The IEEE 802.11r standard provides a simplified authentication process for mobile WLAN clients to roam trouble-free from one access point to the next. The goal is to once again reduce the number of data packets for the login on the access point to the four to six packets known from IEEE 802.11.

Similar to Opportunistic Key Caching (OKC), a centralized key management (preferably by a WLC) supplies the access points connected to it with the credentials of the WLAN clients. In contrast to OKC, the WLAN client performing fast roaming can detect whether the access point supports IEEE 802.11r

Access points managed by the WLC transmit the "mobility domain information element (MDIE)" to inform WLAN clients within range about, among other things, which "mobility group" the access point belongs to. Based on this information, the WLAN client detects whether it belongs to the same domain and can therefore authenticate without delay. This mobility domain is announced to a WLAN client the first time it authenticates at an access point.
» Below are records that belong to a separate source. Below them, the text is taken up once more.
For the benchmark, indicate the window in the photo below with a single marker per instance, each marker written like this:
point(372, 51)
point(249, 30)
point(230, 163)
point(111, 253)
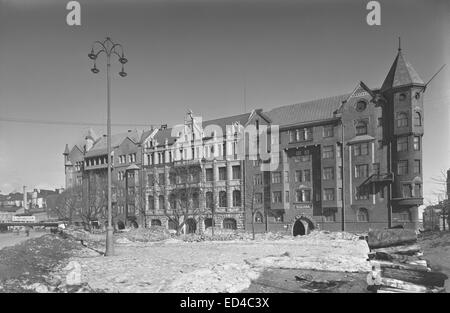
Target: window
point(416, 143)
point(327, 152)
point(209, 199)
point(416, 166)
point(376, 168)
point(361, 105)
point(328, 173)
point(417, 190)
point(162, 204)
point(402, 143)
point(362, 215)
point(329, 215)
point(380, 122)
point(417, 119)
point(151, 203)
point(173, 202)
point(222, 173)
point(402, 167)
point(276, 177)
point(298, 176)
point(402, 119)
point(209, 174)
point(173, 178)
point(307, 175)
point(361, 193)
point(258, 217)
point(257, 179)
point(161, 179)
point(195, 200)
point(222, 199)
point(150, 179)
point(229, 223)
point(361, 170)
point(236, 172)
point(258, 198)
point(236, 198)
point(328, 131)
point(303, 195)
point(300, 134)
point(361, 149)
point(276, 197)
point(305, 158)
point(407, 191)
point(361, 128)
point(328, 194)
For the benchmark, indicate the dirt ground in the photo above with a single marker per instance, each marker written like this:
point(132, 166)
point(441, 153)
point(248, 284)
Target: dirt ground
point(10, 239)
point(436, 248)
point(231, 266)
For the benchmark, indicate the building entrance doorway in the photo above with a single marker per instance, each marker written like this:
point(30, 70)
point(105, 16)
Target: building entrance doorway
point(302, 226)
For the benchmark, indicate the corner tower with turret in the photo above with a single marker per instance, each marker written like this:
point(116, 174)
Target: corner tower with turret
point(403, 114)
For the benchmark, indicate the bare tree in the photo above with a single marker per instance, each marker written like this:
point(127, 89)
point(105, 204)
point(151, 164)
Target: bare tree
point(68, 203)
point(184, 198)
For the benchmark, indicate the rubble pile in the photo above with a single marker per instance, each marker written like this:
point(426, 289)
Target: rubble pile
point(151, 234)
point(229, 277)
point(398, 266)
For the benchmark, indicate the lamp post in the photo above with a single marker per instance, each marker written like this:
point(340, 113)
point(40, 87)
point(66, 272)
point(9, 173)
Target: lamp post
point(109, 48)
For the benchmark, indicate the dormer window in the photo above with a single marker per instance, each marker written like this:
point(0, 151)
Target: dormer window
point(402, 119)
point(361, 128)
point(417, 119)
point(361, 105)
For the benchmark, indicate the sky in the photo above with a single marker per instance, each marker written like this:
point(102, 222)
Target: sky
point(215, 57)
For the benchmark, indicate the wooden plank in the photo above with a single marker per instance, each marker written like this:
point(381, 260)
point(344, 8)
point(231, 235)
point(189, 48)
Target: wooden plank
point(413, 276)
point(403, 250)
point(400, 266)
point(390, 237)
point(399, 284)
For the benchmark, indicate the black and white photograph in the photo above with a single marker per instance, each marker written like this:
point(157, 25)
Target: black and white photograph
point(224, 151)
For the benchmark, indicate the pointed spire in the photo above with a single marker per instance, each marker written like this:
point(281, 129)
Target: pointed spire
point(401, 73)
point(66, 150)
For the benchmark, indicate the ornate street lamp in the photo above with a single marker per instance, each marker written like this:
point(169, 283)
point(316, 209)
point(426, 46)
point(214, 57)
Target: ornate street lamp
point(109, 48)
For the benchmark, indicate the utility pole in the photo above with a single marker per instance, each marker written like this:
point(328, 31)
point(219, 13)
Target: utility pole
point(108, 47)
point(342, 175)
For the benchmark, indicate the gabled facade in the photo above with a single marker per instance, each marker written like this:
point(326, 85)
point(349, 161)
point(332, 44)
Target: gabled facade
point(351, 162)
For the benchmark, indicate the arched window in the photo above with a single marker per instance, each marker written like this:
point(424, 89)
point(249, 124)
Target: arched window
point(195, 200)
point(151, 203)
point(229, 223)
point(402, 119)
point(209, 199)
point(361, 128)
point(236, 198)
point(258, 217)
point(172, 225)
point(162, 206)
point(156, 222)
point(362, 215)
point(222, 199)
point(417, 119)
point(173, 202)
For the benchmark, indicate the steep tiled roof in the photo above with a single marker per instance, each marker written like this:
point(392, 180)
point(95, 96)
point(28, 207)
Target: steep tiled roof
point(100, 146)
point(230, 120)
point(401, 73)
point(309, 111)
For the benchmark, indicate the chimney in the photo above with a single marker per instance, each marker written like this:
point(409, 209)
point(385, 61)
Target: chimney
point(25, 202)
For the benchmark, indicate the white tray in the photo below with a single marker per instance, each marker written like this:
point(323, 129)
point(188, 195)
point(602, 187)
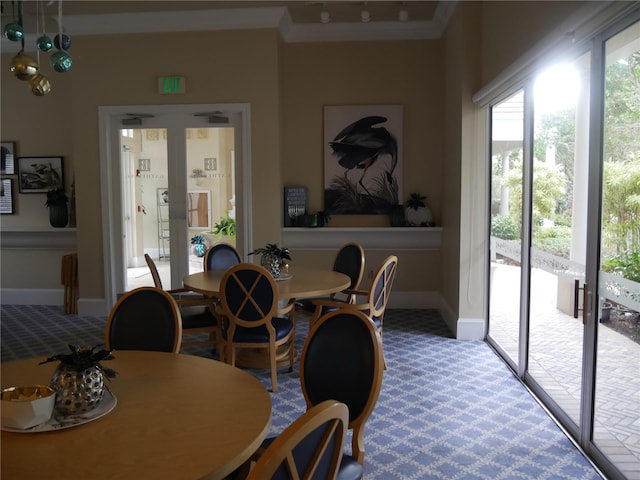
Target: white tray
point(107, 404)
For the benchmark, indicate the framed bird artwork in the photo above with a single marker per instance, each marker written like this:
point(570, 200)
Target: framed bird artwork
point(362, 159)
The domain identifier and other special keys generated during the initial authentication and transmitted to all managed access points now reduce the stages of negotiation to the desired four to six steps when authenticating at a new access point.
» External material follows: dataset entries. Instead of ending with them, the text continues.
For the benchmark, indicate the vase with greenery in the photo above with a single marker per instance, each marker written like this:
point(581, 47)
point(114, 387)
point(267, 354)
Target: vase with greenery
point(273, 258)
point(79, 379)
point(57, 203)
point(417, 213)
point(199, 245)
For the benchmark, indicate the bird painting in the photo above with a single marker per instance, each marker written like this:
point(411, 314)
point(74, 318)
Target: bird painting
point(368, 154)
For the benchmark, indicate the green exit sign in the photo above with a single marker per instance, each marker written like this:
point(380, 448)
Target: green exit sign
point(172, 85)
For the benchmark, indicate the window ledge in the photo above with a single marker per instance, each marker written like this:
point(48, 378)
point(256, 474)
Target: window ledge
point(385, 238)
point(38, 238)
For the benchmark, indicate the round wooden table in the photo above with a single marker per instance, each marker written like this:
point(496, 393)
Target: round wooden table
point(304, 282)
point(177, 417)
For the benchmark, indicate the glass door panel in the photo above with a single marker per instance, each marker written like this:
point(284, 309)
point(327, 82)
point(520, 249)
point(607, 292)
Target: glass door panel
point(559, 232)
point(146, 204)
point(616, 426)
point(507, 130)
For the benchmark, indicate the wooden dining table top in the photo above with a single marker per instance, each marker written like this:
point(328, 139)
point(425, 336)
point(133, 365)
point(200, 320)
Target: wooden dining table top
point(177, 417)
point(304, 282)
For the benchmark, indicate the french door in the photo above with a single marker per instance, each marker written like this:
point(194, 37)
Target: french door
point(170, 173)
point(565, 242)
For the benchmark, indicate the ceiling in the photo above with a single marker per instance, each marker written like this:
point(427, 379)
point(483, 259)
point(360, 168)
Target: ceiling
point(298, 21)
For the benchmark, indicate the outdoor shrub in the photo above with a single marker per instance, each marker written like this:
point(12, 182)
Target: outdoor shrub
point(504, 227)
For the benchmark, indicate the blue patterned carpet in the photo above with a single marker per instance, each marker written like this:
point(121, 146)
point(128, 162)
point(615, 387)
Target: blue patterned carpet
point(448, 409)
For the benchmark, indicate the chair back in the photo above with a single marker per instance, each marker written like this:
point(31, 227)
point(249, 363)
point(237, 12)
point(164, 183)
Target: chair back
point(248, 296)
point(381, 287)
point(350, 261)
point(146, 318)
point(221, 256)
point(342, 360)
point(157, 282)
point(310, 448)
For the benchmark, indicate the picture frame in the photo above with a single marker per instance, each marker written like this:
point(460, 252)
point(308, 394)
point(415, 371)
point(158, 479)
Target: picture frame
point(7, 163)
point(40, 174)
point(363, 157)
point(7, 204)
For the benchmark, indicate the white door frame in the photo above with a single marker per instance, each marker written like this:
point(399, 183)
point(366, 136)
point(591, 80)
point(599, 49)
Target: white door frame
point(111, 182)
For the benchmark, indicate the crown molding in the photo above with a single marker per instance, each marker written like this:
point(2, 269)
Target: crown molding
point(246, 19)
To avoid futile and thus time-wasting login attempts with expired PMKs, IEEE 802.11r provides additional information about the validity periods of keys. In this manner, the client negotiates a new PMK while connected to the current access point. This is also valid on the access point that the WLAN client wants to connect to next.

Additionally, IEEE 802.11r uses "resource requests" to reserve additional bandwidth on the new access point, so that there is no need to cause added delay by transferring unnecessary data packets during the IEEE 802.11e authentication.

Note: Older WLAN clients may have trouble establishing a connection to an SSID with enabled 802.11r. Therefore, it is advisable to use two SSIDs here: One SSID for older clients without 802.11r support and another SSID with enabled 802.11r for clients that support 802.11r.

Fast roaming is setup in LANconfig under Wireless LAN > General > Encryption > WPA2/3 key management.

Note: Fast roaming is possible between devices based on LCOS and LCOS LX.

Fast roaming by Inter Access Point Protocol (IAPP)

In order to use fast roaming with IAPP, you need to assign an individual IAPP passphrase in the WLAN encryption settings for each interface. This is used to encrypt the pairwise master keys (PMKs). Access points that share a matching IAPP passphrase (PMK-IAPP secret) are able to exchange PMKs between one another and ensure uninterrupted connections. When a client switches to another access point, the new access point sends a handover request to the former access point. The former access point then deletes the client from its station table. The handover request contains the client’s MAC address, so that devices in the LAN are informed about the new routing and can update their mapping table.

To enter the IAPP passphrase in LANconfig, navigate to Wireless LAN > General > Encryption > PMK-IAPP secret.

Important: Please note that to use Fast Roaming by IAPP, it is necessary to select Fast Roaming in the encryption settings under WPA2 key management.